Sunday, May 18, 2008

Evaluating leadership

Tonight I met up for dinner with some coworkers and some who recently left the company.

And of course one of the topics was about the Sichuan earthquake.

They were all disheartened by the situation.

But what was also interesting was these 20-somethings' evaluation of how China's leaders have responded to the natural disaster.

Everyone praised "Grandpa" Wen Jiabao for immediately going to the quake-stricken zone and sympathizing with the victims. They thought he was definitely a people person who really cares for the country's citizens. In the first few days he had been working around the clock and trying to mobilize as many resources as possible.

On the other hand, they felt President Hu Jintao was not very earnest in his concern for the survivors. They felt the coverage of his inspection tours were staged and his words sounded hollow.

"That's the Chinese way," sighed one. "He doesn't know how to show empathy."

But they felt former President Jiang Zemin was worse, doing silly antics for attention.

We then talked about the development of the country, and they felt China is developing so quickly and this is the right direction.

But I pointed out that most of the country is left behind and the most crucial thing for these underdeveloped areas is education. I said the country can only move forward when the gap between the rich and poor, the urban and countryside areas is smaller. And the best way to do that is through education.

That means the government needs to pay teachers in these areas better. I've read stories of heroic teachers who only make a few hundred RMB a month, and sometimes they aren't even paid on time.

I said if the central government made this a priority, they would make sure these teachers were paid well and on time. That way the students can be ensured of a good education.
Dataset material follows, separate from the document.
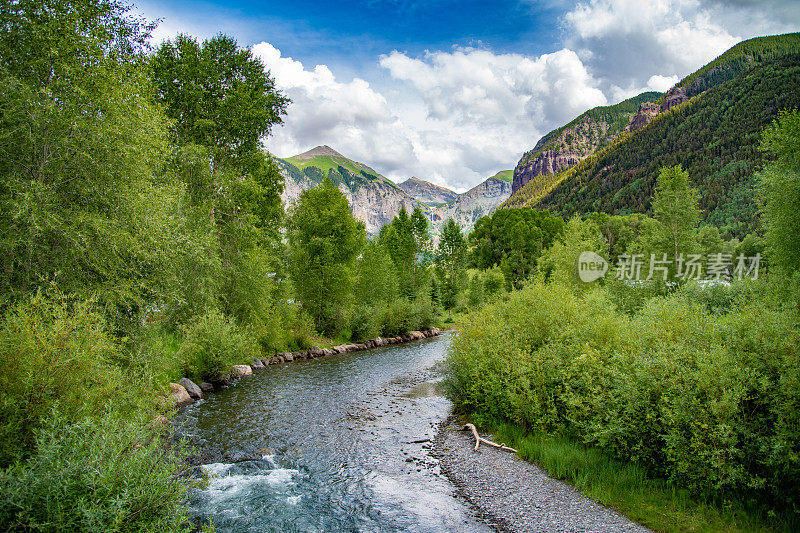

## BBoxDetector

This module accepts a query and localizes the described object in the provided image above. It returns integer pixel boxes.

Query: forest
[0,0,800,531]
But my friends said while that's the way it should be, it was impossible because China is so bureaucratic that money for education goes through so many levels before it actually ends up in the teachers' hands. It would be a complete restructuring of the government system which would take a long time to reform. And education may not be a priority for many of these areas that would prefer to concentrate on economic development.

This is short-sighted thinking. Only through education can an area develop itself economically and socially.

That is how Hu can make his "harmonious society" a reality.

If the schools that were flattened by the earthquake were found to be shoddily constructed, nicknamed "tofu buildings", then hopefully the central and regional governments will pay more attention to the countryside and of course the crucial need to invest more in education.

That is one of the good things that may come out of this natural disaster. Children are the future of this country -- any country. And education is the crucial tool they need in order to help China continue to grow and hopefully in the future become an influential power that is not only economically strong, but also has good leadership skills on the world stage.

1 comment:

ks said...

agree 100% . china needs a strong dose of self reflection and asseseement. the inequality at the moment is unacceptable. a saying from antiquity still holds true: worry not of poverty, worry for inequality. the present laders cannot be blamed for natural calamities of the scale. the system needs fine tuning.